An important home price index that monitors Canada’s housing market surged in September, showing a strong rebound from weakness observed earlier in the summer.
The Teranet-National Bank House Price Index rose 1.1 percent in September from its August level and was up nearly seven percent over the previous year. The September gain represents the second-highest national increase for that month seen in the 22 years since the index launched.
Of the 11 local housing markets monitored within the index, Ottawa-Gatineau, Quebec City, Montreal and Hamilton saw the largest monthly home price increases, ranging from 1.9 percent to 2.3 percent. Two of the country’s biggest markets — Toronto and Vancouver — saw increases of one percent and 0.6 percent, respectively.
The Teranet-National Bank House Price Index is known to lag behind other widely used home price tracking tools, including the monthly average home sale prices published by the Canadian Real Estate Association and local boards.
This is because the index is compiled using a repeat sales methodology that works by tracking the price change between the two most recent sales of the same property. The index uses prices entered into public land registries in the Canadian markets it tracks. These often are slower to respond to market changes because sale price data is not added to land registries as quickly as it’s entered into the MLS systems used by real estate boards.
Commenting on the September index results, National Bank Senior Economist Marc Pinsonneault noted that, beyond the noteworthy home price gains seen in the month, there were other signals the country’s major markets are stabilizing.

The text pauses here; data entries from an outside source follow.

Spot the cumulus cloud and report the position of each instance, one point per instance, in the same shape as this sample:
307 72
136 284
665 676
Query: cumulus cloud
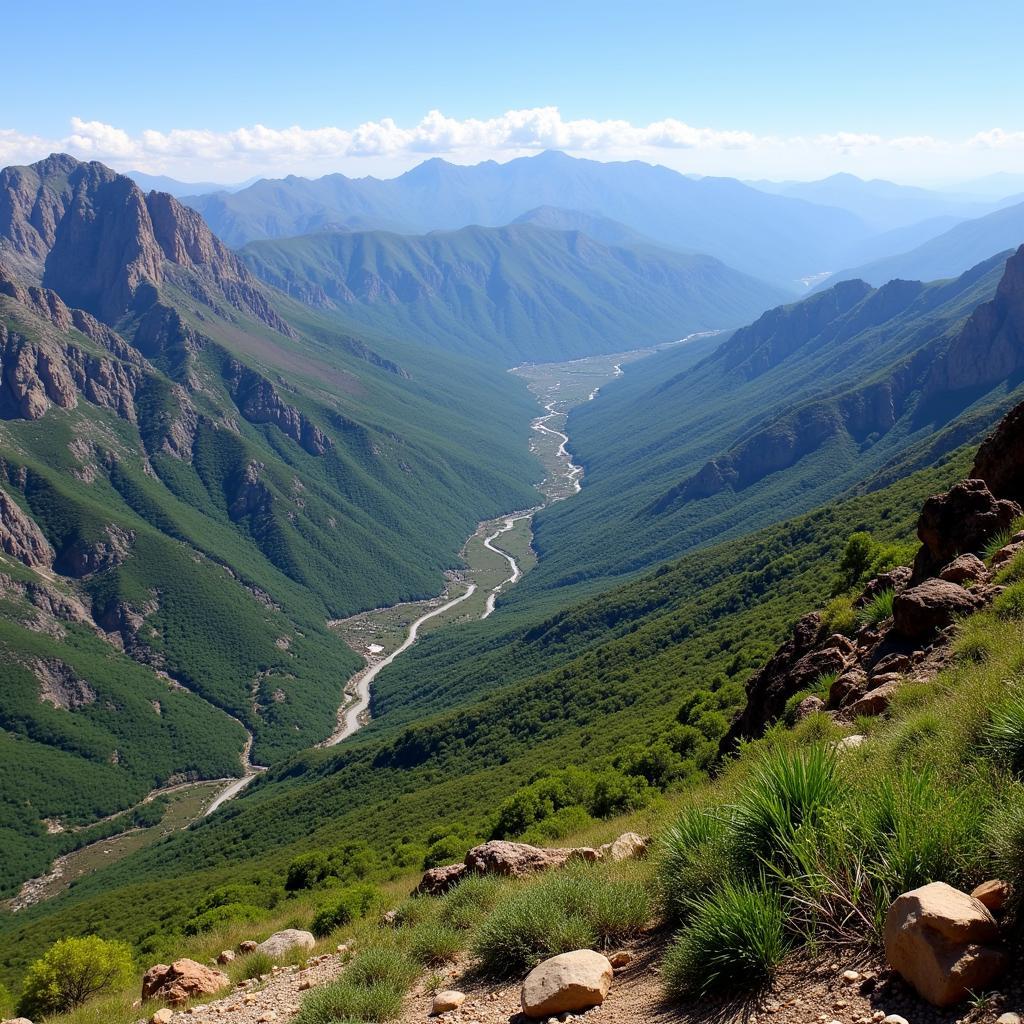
385 143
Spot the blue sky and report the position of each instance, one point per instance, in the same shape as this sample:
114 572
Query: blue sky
752 76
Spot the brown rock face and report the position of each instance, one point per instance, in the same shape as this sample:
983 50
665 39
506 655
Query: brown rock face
943 942
999 461
19 537
961 520
437 881
923 610
519 859
183 980
566 983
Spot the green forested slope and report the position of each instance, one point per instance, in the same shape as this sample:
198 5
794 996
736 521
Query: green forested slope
663 658
512 294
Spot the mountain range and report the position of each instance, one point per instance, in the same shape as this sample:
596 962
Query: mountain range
768 237
518 293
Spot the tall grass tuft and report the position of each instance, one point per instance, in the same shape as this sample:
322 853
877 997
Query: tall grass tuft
734 940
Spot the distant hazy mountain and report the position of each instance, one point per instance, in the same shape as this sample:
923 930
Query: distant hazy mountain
882 205
771 237
947 255
514 293
160 182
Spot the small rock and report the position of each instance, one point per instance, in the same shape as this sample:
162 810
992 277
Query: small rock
281 942
445 1001
994 894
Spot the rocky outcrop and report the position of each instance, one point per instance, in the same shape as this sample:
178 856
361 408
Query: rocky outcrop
259 402
990 346
181 981
83 557
59 686
92 236
960 520
919 613
944 943
19 537
517 860
567 983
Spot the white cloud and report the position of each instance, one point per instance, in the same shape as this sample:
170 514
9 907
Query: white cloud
382 146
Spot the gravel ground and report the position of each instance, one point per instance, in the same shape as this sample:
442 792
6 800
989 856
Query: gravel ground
804 993
275 997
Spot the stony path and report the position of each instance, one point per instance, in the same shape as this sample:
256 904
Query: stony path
259 1001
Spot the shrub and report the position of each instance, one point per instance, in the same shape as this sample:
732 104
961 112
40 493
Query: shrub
695 856
786 792
306 870
344 1000
734 940
383 965
344 906
471 900
879 608
525 929
73 971
433 943
226 913
839 615
994 544
1010 604
1006 730
256 965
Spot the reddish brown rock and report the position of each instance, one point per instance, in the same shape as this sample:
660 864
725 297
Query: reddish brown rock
437 881
994 894
943 942
965 568
922 611
182 981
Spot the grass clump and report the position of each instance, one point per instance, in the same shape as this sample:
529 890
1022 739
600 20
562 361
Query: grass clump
735 938
1006 731
434 944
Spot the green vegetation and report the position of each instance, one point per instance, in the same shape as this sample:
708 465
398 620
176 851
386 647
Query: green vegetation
521 293
72 972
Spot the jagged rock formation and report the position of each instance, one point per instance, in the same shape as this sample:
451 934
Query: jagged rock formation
928 599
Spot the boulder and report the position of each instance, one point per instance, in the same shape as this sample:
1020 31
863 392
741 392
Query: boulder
629 846
808 707
446 1001
516 860
962 519
437 881
847 687
965 568
994 894
875 701
566 983
281 942
183 980
943 942
923 610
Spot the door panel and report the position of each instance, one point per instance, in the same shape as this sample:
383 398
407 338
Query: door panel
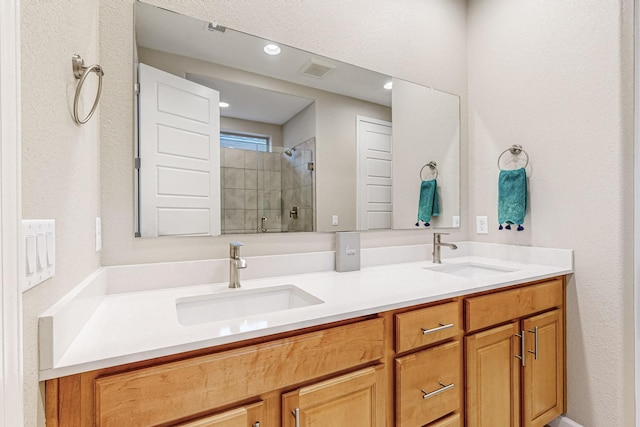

“Another sign of firming markets is that for the first time since May, the number of sale pairs entering into the 11 metropolitan indexes was higher than a year earlier, and by no less than 29%,” wrote Pinsonneault.
“This development echoes the revival of home sales reported by the Canadian Real Estate Association beginning in July, recovering ground lost in the severe slowdowns of previous months due to Covid-19.”
Writing in response to the latest home price index reading, Capital Economics’ Stephen Brown said that all signs point to further price inflation through to 2022. Brown shrugged off the concerns some have voiced about the Toronto and Vancouver rental markets and condo prices, arguing that their sluggishness reflects a shift in demand, rather than overall market weakness at the national level.
“The big picture is that these apartment markets are only a small part of the entire Canadian market and any further weakness is likely to be offset by strength elsewhere,” he wrote.
Rather than a price decline or winding recovery, Brown said his firm is projecting a 12 percent increase in Canadian home prices by the end of 2022.